Core Memory System Benchmark

A comprehensive evaluation framework for the CORE using the LOCOMO benchmark. This repository allows anyone to reproduce our benchmark results and compare their own memory systems against Core's performance.

🏆 Benchmark Results

Core demonstrates strong performance across all question categories in the LOCOMO evaluation:

Single Hop Questions: 91% accuracy
Multi Hop Questions: 85% accuracy
Open Domain: 71% accuracy
Temporal: 88% accuracy
Overall Average: 85% accuracy

Comparison with other memory systems (mem0, memobase, zep) shows Core's consistent high performance across all categories.

🚀 Quick Start

Prerequisites

Node.js 16+
OpenAI API key
Core memory system running (or your own memory system API)

Installation

git clone https://github.com/RedPlanetHQ/core-benchmark.git
cd core-benchmark
npm install

Configuration

cp .env.example .env

Edit .env with your settings:

# OpenAI API Configuration
OPENAI_API_KEY=your_openai_api_key_here

# Core Memory System API
API_KEY=your_core_api_key
BASE_URL=http://localhost:3033

Ingest Conversations

Before running evaluations, you need to ingest the LOCOMO conversations into your memory system:

node locomo/ingest_conversations.js

This will:

Load conversations from locomo/locomo10.json
Send conversation data to your memory system's /api/v1/ingest endpoint
Track ingestion progress to avoid duplicates
Prepare your memory system for evaluation

Run the Benchmark

npm run evaluate

This will evaluate your memory system against the LOCOMO dataset and output detailed performance metrics.

📊 What This Benchmark Tests

The LOCOMO benchmark evaluates memory systems across four critical dimensions:

Single Hop Questions (91% - Core)

Direct factual recall from conversation history.
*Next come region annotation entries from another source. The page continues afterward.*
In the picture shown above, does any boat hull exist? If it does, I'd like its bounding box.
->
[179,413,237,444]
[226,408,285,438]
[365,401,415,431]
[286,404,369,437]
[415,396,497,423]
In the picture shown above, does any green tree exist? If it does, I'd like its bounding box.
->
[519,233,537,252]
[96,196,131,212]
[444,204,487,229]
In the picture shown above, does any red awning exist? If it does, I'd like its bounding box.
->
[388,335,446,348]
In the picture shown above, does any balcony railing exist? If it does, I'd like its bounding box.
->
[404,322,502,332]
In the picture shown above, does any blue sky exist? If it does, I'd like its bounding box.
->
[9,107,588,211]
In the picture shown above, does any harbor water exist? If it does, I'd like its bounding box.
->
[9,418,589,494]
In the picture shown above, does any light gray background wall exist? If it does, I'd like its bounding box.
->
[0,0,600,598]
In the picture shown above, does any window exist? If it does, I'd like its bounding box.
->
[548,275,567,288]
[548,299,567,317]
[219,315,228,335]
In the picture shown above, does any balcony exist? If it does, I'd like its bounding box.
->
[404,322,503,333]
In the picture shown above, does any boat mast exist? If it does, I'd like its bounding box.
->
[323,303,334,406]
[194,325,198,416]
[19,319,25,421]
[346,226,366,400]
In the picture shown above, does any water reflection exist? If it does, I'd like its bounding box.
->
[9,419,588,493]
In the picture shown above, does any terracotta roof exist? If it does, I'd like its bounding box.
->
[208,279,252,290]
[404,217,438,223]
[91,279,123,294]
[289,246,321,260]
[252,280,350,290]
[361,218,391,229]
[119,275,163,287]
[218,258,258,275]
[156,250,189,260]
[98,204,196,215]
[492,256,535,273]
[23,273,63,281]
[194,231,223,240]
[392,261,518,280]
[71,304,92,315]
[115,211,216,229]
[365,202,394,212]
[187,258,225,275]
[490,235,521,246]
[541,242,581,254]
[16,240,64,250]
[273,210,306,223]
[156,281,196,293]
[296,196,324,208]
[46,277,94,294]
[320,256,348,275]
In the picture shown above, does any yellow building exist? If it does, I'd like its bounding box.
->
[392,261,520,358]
Q: "What restaurant did Sarah recommend?"
Expected: "Chez Laurent"

Multi Hop Questions (85% - Core)

Complex reasoning across multiple conversation turns.

Q: "Based on the budget discussion, what's the revised timeline?"
Expected: "Pushed to Q3 due to 30% budget cut"

Open Domain Questions (71% - Core)

Questions requiring both memory and general knowledge.

Q: "What are the risks of the approach they discussed?"
Expected: "Market volatility and regulatory changes"

Temporal Questions (88% - Core)

Time-sensitive queries and chronological reasoning.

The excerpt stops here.